15 nov 2018 - 13:28
NieuwsDe Stedelijke Academie voor Schone Kunsten bestaat 225 jaar en dat zou op grootse wijze gevierd worden tijdens een academische zitting. De opeenvolgende sprekers moesten het in cultuurcentrum Vredeberg stellen met amper 30 toehoorders, hetzij minder dan 1 vertegenwoordiger per 30 jaar.
De viering viel dan ook nog samen met de Codibeldag, de jaarlijkse ontmoetingsdag voor directeurs beeldende kunsten. Schepen Ivo Andries stelde in zijn welkomstwoord dat ook de volgende 6 jaar in Lier op het vlak van het kunstonderwijs een stevig beleid zal gevoerd worden. Directeur Gio De Weerd beschikte vervolgens over exact 225 seconden om de geschiedenis van de academie in vogelvlucht te overlopen. Hij stond stil bij het beleid van de opeenvolgende directeurs: Pieter Jan Denis (1798-1814), Jan Vervoort, Cornelis Van Boeckel, Melchior Gommaar Tieleman (1829-1864), Jan Baptist De Weert (1864-1884), Edward Pierre Wouters (1884-1920), Edward Careels (1920-1929), Jan Ros (1955-1957), Oscar Van Rompay (1958-1961), Sylvain De Bie (1962-1966), Piet Janssens (1986-1995) en Andrée Charle (1995-2011).
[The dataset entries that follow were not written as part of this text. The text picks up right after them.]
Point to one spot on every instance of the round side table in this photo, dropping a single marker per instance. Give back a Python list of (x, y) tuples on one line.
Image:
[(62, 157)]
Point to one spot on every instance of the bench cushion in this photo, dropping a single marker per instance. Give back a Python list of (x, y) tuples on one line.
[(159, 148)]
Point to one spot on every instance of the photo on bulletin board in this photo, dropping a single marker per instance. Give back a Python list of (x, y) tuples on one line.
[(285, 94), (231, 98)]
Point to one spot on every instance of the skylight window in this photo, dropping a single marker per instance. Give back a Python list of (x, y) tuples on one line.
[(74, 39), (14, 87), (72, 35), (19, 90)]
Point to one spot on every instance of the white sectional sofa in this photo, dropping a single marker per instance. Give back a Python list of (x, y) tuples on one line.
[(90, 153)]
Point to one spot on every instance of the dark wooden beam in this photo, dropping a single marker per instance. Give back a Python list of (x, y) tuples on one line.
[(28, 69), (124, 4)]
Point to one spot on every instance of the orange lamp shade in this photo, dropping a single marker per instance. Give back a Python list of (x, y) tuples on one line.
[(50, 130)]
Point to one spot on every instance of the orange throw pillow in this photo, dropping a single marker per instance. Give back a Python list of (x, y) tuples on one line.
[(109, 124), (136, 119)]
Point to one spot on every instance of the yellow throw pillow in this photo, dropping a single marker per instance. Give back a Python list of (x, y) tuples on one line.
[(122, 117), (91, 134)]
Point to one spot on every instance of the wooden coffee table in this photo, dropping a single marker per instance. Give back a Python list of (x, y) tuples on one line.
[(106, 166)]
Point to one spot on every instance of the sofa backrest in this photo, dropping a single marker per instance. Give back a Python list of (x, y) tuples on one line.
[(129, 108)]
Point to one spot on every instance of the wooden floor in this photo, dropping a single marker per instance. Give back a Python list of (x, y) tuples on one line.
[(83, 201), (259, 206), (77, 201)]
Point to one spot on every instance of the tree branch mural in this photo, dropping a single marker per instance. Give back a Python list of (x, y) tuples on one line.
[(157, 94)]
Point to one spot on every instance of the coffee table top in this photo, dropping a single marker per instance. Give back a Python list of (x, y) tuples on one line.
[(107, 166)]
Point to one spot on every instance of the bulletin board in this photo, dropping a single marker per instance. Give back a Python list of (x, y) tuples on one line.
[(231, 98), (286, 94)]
De academie werd in 1793 opgericht als tekenschool. De lessen werden aanvankelijk gegeven in de bovenzaal van d’Eycken Boom. In 1798 volgde de verhuis de bovenverdieping van het stadhuis en naar de verdieping van het Vleeshuis. In 1807 werd de benaming Stedelijke Academie voor Schone Kunsten aangenomen. In 1933 werden lokalen betrokken in het Hof van Santhoven aan de Vismarkt. In 1989 werd de academie ondergebracht in de voormalige Becquevortkazerne aan de Koepoortsraat. Als gastspreker was filosofe Joke Hermsen uitgenodigd die een toespraak hield over ‘Tijd voor Kunst’.